Trauma is a frequent cause of Acute Brain Injury (ABI) worldwide and although less frequent, Subdural Hemorrhage (SDH), Subarachnoid Hemorrhage (SAH), Intra-Parenchymal Hemorrhage (IPH), meningitis, stroke, status epilepticus and others have also been attributed to brain injury [1]. An often under-recognized unique complication of ABI is Neurogenic Pulmonary Edema (NPE). Overall, the incidence of NPE is estimated to be around 20-30% of patients with ABI [2-9]. Approximately 15% of patients with either Hunt and Hess grade III-V or Fisher grade III-IV Subarachnoid Hemorrhage (SAH) develop neurogenic pulmonary edema [10,11].

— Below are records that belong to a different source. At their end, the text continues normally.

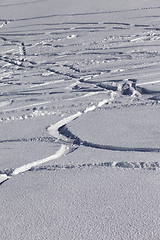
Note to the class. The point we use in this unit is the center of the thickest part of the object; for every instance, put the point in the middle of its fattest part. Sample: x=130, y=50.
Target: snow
x=79, y=119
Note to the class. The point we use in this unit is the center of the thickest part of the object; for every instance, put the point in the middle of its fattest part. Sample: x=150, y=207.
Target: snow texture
x=79, y=119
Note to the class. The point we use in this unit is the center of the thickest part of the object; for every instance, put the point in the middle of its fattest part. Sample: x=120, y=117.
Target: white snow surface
x=79, y=119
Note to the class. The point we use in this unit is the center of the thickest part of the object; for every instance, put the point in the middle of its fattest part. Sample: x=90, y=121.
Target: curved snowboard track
x=70, y=142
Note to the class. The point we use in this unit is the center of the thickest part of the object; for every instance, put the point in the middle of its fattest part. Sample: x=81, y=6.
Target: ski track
x=84, y=67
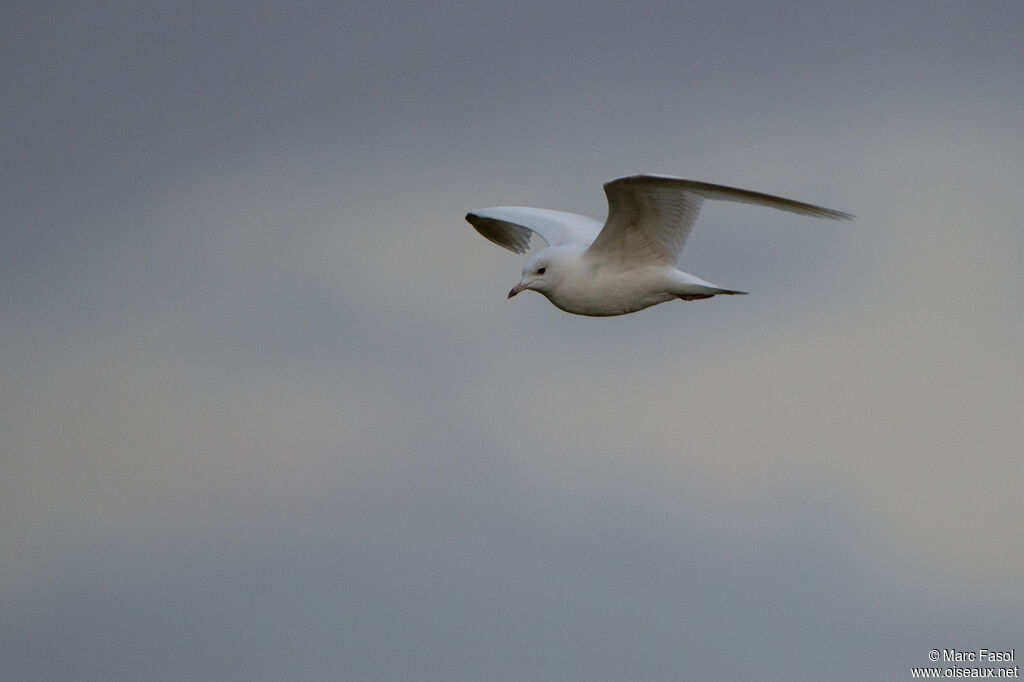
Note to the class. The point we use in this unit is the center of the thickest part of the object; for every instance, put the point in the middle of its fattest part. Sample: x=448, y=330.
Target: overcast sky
x=265, y=413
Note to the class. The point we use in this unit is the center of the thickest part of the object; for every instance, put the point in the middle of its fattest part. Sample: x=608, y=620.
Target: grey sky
x=265, y=413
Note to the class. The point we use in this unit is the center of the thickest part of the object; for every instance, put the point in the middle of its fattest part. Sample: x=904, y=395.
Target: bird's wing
x=510, y=226
x=650, y=216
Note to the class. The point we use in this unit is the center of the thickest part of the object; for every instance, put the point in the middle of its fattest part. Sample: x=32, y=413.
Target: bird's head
x=542, y=271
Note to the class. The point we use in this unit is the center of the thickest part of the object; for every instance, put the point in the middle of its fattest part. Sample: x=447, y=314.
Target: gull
x=629, y=263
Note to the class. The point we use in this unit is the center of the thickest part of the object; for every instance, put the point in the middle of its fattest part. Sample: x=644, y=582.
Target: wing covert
x=511, y=226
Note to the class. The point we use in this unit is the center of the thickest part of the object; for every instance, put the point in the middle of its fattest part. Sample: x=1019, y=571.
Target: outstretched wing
x=510, y=226
x=650, y=216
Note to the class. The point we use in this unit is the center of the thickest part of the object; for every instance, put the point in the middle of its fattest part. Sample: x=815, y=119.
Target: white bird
x=630, y=262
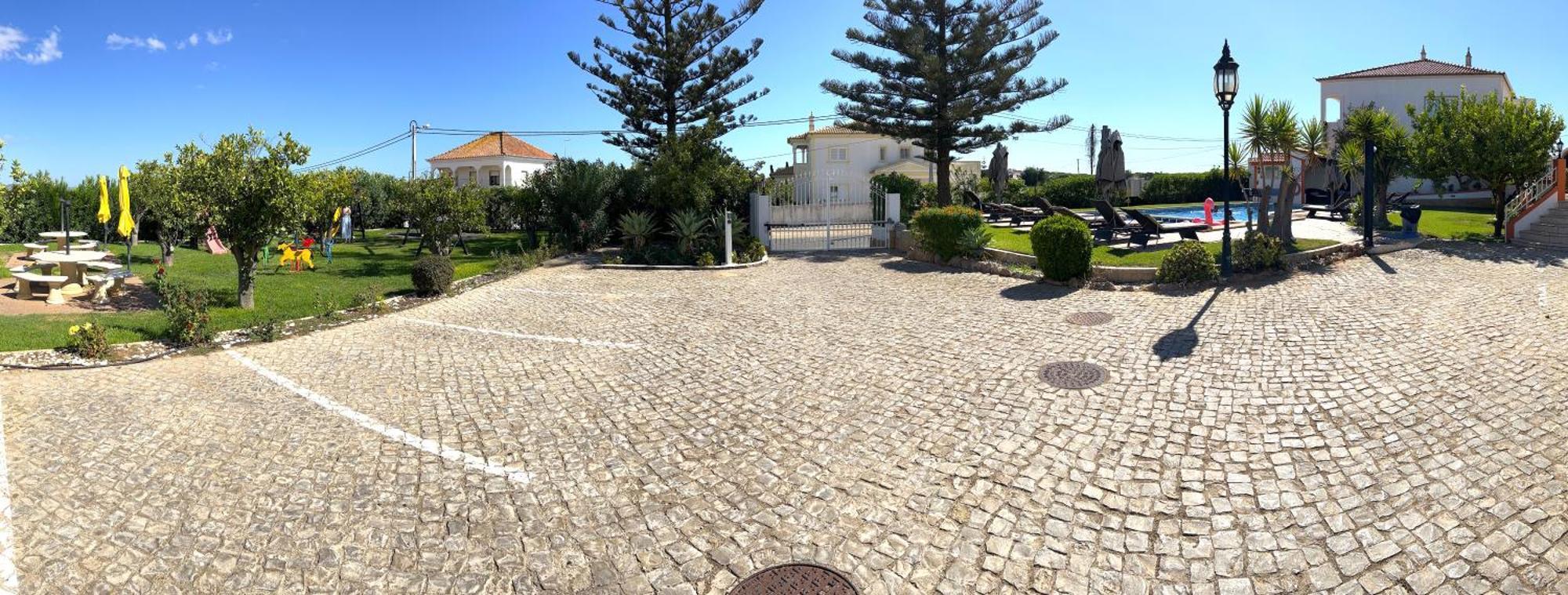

This review aims to describe the proposed pathophysiologic mechanisms with an additional focus on the management of pulmonary complications in patients with NPE.

Methodology

Pathophysiology

Although the exact cause is unknown, several theories have been proposed to explain the pathophysiology of pulmonary edema in the setting of ABI. We will discuss the proposed mechanisms involving multiple cascading events that concomitantly occur during the development of NPE.

Catecholamine induced peripheral vasoconstriction: A wealth of knowledge was gained from the early observations in animal experiments using noxious stimulation of the Central Nervous System (CNS) to study its effects on the cardio-pulmonary system. It was observed that lesions of the CNS produced in this way resulted in an elevation of pulmonary and systemic arterial pressures [13-15]. Moreover, bilateral upper thoracic sympathetectomy or even total lung denervation did not prevent the elevation of these pressures [13]. It was thus concluded that severe peripheral vasoconstriction induced by catecholamines released as a consequence of CNS injury results in severe systemic hypertension causing strain on the Left Ventricle (LV), similarly seen in Takotsubo cardiomyopathy [16]. This leads to secondary LV dysfunction causing elevation of left atrial and pulmonary venous pressures, and subsequently pulmonary edema. Pulmonary edema has been seen as the sole presentation in patients with pheochromocytoma, presumably from the catecholamine surge [17].

Pulmonary venoconstriction: Maron MB and Dawson CA [18] showed that in an experimental model with increased cerebrospinal fluid pressure in dogs caused catecholamine induced pulmonary venoconstriction in a denervated lobe of the lung. Indirect observations in humans using initial alveolar edema fluid to plasma protein concentration ratio in patients without heart failure or volume overload points towards a hydrostatic mechanism for the development of NPE. Smith WS and Matthay MA [19] concluded either pulmonary venoconstriction or transient elevation in left-sided cardiovascular pressures as the contributing causes to the development of human neurogenic pulmonary edema.

In addition to the catecholamine mediated pulmonary venoconstriction, centrally mediated reflex neural mechanisms have also been proposed. Moss G, et al. [20] demonstrated that changes of ARDS can occur following cerebral hypoxemia without any increase in systemic blood pressure. They proposed a centrally mediated pulmonary venous spasm triggered by hypothalamic hypoxia resulting into pulmonary hypertension and ARDS, suggesting an alternative reflex neural mechanism independent of systemic hypertension. Other studies demonstrated by Gamble JE and Patton HD [21] and Maire FW and Patton HD [22], that selective bilateral lesions of the preoptic regions of the hypothalamus resulted into hemorrhagic pulmonary edema in rats. However, the effects of these lesions on the cardiovascular system were not studied in these experiments. Schraufnagel DE and Patel KR [23] studied the effects on neural stimulation after a blunt force to the brain in a rat model. They found that pulmonary veins have sphincters that are strategically placed to influence blood flow which respond to neural stimuli initiated by a sharp head blow and could potentiate the degree of neurogenic pulmonary edema.